Tudo o que vai acima, mesmo que muitas vezes ignorado na prática, é hoje considerado o óbvio ululante no meio acadêmico. Dados o conhecimento empírico e a perspectiva histórica hoje disponíveis, nem adolescentes têm como justificar o desconhecimento da impraticabilidade da economia planificada. Mas Friedman defende a retirada da presença estatal mesmo em situações que muitos liberais a considerariam natural, como na regulamentação de diferentes profissões (até a do médico!) e no controle das drogas.

Desde já antecipo que, mesmo como admirador, não vejo muito sentido em aceitar sem maiores cuidados a visão que Friedman tinha a respeito de questões não integralmente ligadas à economia. Digo isso porque essa costuma ser a postura diante de um ancião de 94 anos que já acertou tanto. Em 2002, na cerimônia em que Friedman recebeu a Medal of Freedom, o presidente Bush — brincando, é claro — observou que Rose é a única pessoa que sabemos ter ganhado uma discussão com seu marido.

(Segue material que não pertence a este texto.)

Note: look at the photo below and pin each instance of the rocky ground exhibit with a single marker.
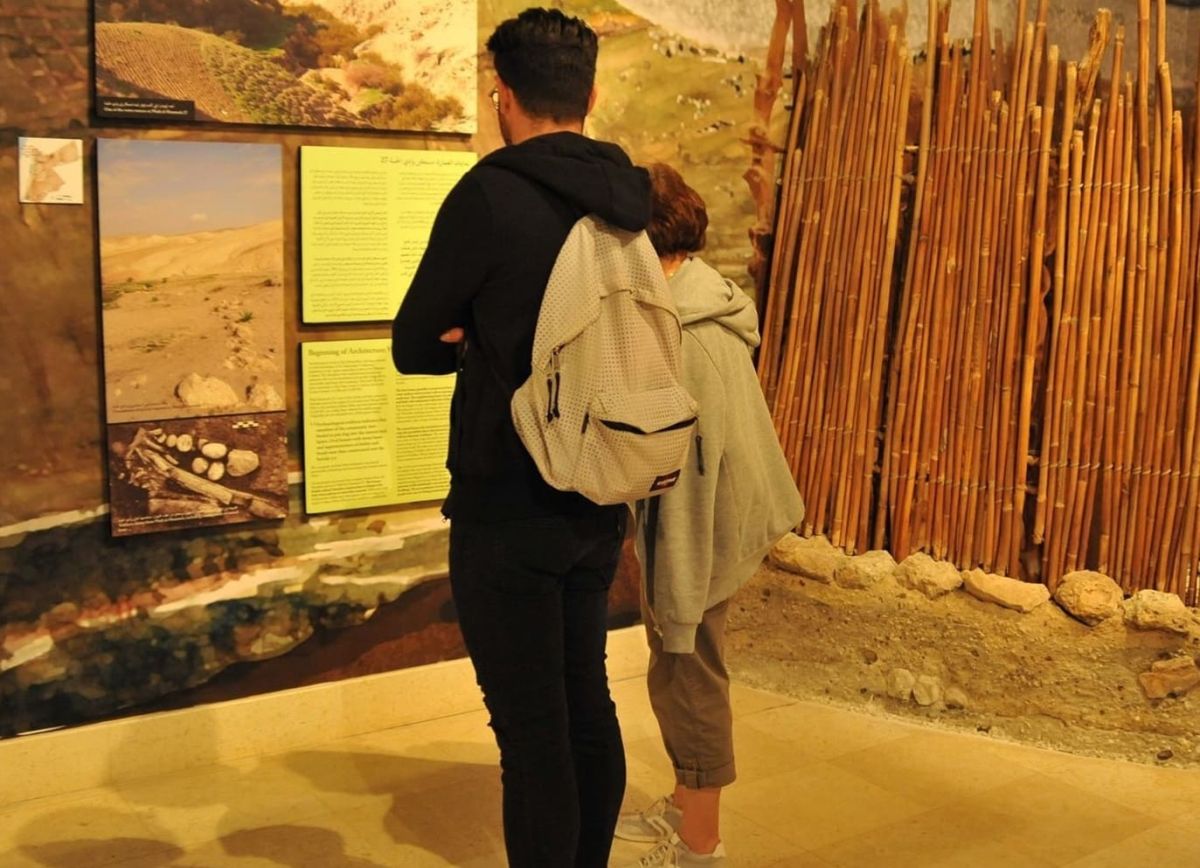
(1086, 670)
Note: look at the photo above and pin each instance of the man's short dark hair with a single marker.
(678, 217)
(549, 60)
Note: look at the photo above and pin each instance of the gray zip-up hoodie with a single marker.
(736, 497)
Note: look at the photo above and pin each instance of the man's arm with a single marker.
(451, 273)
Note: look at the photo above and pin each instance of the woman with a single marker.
(700, 542)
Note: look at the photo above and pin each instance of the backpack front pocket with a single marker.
(635, 444)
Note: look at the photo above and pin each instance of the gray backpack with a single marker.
(603, 412)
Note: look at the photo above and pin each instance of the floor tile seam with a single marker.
(768, 831)
(952, 798)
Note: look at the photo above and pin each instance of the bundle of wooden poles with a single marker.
(838, 222)
(1120, 482)
(1009, 376)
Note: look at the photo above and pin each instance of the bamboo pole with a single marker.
(909, 288)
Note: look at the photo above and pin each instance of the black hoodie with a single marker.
(485, 269)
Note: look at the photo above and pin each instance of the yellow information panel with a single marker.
(365, 219)
(371, 436)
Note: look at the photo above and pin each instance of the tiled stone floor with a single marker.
(819, 786)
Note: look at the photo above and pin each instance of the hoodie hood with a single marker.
(597, 177)
(702, 294)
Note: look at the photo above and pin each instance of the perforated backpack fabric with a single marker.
(603, 412)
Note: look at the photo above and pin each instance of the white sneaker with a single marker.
(657, 822)
(673, 852)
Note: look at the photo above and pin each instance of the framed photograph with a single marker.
(363, 64)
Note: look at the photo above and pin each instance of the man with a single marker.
(529, 566)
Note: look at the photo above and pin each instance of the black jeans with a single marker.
(532, 598)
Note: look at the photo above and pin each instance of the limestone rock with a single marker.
(1011, 593)
(1171, 677)
(865, 570)
(205, 391)
(900, 683)
(927, 690)
(1089, 596)
(264, 396)
(933, 578)
(241, 461)
(813, 557)
(1155, 610)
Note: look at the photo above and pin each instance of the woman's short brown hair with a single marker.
(678, 217)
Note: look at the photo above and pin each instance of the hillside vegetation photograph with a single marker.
(359, 64)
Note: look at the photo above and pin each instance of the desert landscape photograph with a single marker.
(191, 259)
(365, 64)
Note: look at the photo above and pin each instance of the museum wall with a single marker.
(94, 626)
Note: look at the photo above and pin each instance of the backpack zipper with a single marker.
(553, 385)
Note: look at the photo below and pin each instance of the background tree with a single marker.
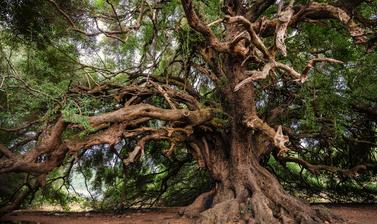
(120, 88)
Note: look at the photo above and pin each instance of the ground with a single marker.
(355, 213)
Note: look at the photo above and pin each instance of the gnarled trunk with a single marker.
(245, 191)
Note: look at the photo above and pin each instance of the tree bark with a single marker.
(245, 191)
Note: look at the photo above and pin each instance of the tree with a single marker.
(217, 79)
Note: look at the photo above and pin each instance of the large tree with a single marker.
(228, 81)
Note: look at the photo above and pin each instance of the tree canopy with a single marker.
(155, 102)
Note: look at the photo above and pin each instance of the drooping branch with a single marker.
(316, 168)
(298, 77)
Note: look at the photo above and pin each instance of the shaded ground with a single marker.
(356, 214)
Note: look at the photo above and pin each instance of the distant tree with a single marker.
(240, 85)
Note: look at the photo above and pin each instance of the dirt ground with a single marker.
(356, 214)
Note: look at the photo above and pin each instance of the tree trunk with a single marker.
(246, 192)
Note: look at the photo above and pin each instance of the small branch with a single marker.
(353, 172)
(279, 140)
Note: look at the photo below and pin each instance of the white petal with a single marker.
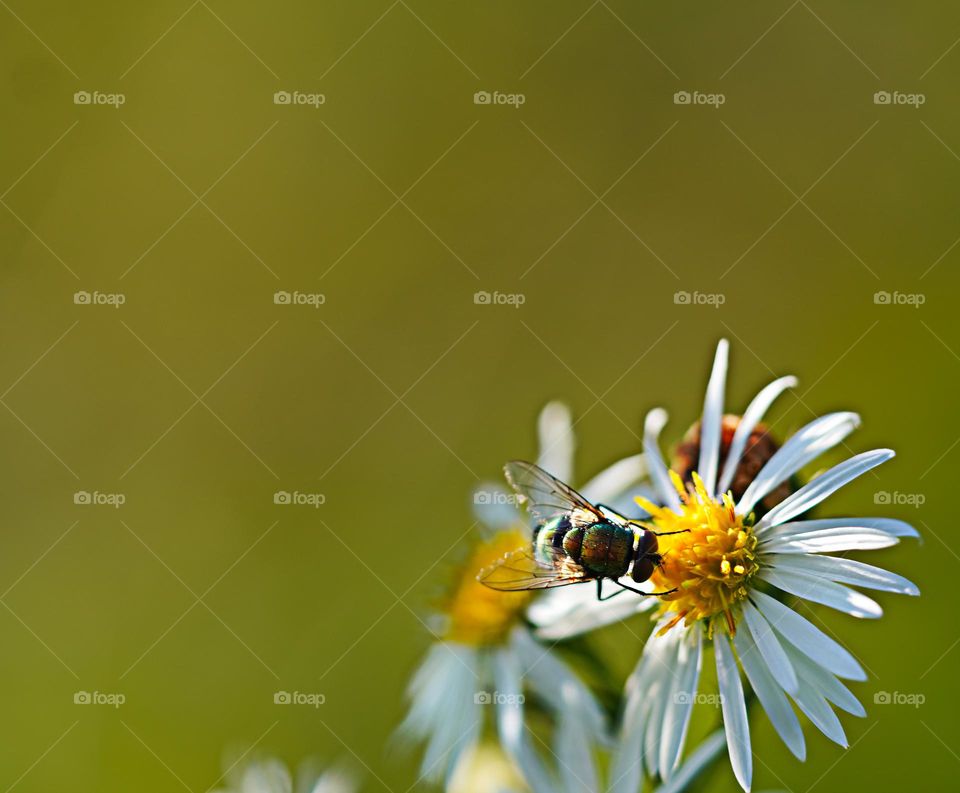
(555, 429)
(847, 571)
(769, 646)
(495, 506)
(680, 704)
(828, 685)
(652, 426)
(699, 759)
(808, 638)
(510, 728)
(712, 418)
(547, 675)
(828, 540)
(610, 483)
(752, 416)
(267, 776)
(818, 710)
(835, 596)
(626, 766)
(568, 611)
(774, 701)
(824, 485)
(801, 448)
(335, 780)
(578, 773)
(662, 678)
(442, 707)
(894, 528)
(735, 723)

Sem dúvida que há argumentos econômicos favoráveis à legalização das drogas (o principal deles é a dificuldade básica que os governos de hoje e sempre têm de fazer valer as leis), mas a questão envolve fatores morais e culturais que ultrapassam o escopo meramente econômico. Quando confrontado com duas situações que se lhe afiguram economicamente equivalentes, Friedman opta de imediato por aquela que não envolva a presença estatal. Trata-se da inegavelmente necessária política do mal menor. A intenção, nesse como em qualquer outro caso, é sem dúvida boa, mas corre o risco de enveredar pelo extremo oposto do caminho que ele mesmo denunciou em 62:

A outra ameaça é bem mais sutil. É a ameaça interna vinda de homens de boas intenções e de boa vontade que nos desejam reformar. Impacientes com a lentidão da persuasão e do exemplo para levar às grandes reformas sociais que imaginam, estão ansiosos para usar o poder do Estado a fim de alcançar seus fins e confiantes em sua capacidade de fazê-lo. Entretanto, se subirem ao poder, não conseguirão realizar seus fins imediatos e, além disso, produzirão um estado coletivo diante do qual recuarão horrorizados e do qual serão as primeiras vítimas. A concentração do poder não é tornada inofensiva pelas boas intenções de quem a estabelece.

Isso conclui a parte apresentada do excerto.